Firstly the weather – one day 33 degrees and sunny; two days later, especially for rehearsal, torrential rain with the most magnificent and scary thunder and lightning.
Then the cricket – both my teams, Australia and England, suffering humiliating defeats, only to recover with magnificent victories to each win their respective series.
For those of us still with a vested interest in what happens in the UK, hopes one day of an orderly process over the next few weeks to Brexit were dashed the following day as a dysfunctional House of Commons seemed unable to agree to anything.
Then the music. It has been a week of listening, rather than singing myself. One day I heard the wonderfully rich sounds of that quintessentially English ensemble, The Sixteen, and on another I listened as a grandparent to a succession of school choirs and instrumental groups.
The Sixteen were, as you might expect, wonderful. The program was English renaissance and contemporary music. The encore, Byrd’s Ave verum corpus, was typical. Each note was meticulously weighed for pitch, tone and intensity; then the notes were imaginatively assembled into phrases of pleasing shape, then the phrases were carefully woven together like an exquisite tapestry.

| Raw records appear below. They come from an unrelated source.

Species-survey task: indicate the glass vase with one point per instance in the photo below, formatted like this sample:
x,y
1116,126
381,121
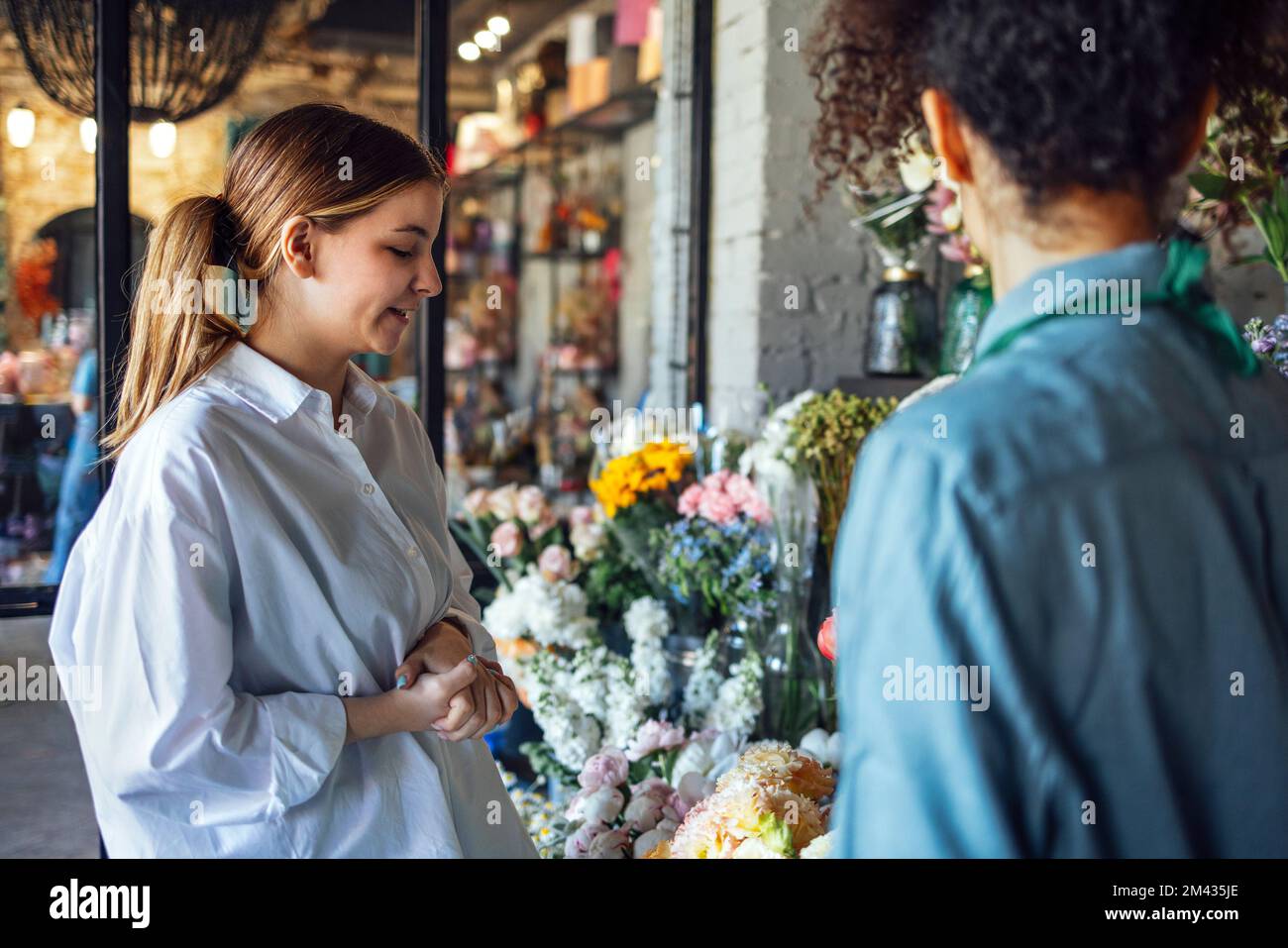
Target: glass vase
x,y
967,304
795,685
903,330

I could have listened to them for ever.
As for the school groups, well, they were quite a contrast to The Sixteen. But two stood out – the senior choir and the string ensemble. Both tackled pieces of some difficulty, and were not phased by them. The choir’s enunciation across tricky rhythms complemented perfect tuning, and the plucky (please pardon the pun, especially as there was not a pizzicato note in sight) string ensemble pulled off a piece with alternating two and three beats to a bar with great panache and much tunefulness.
Maybe not such a contrast after all. And of course the young musicians at school could well be members of MW Choir in say twenty, or forty, or even sixty years time. Now there’s a thought!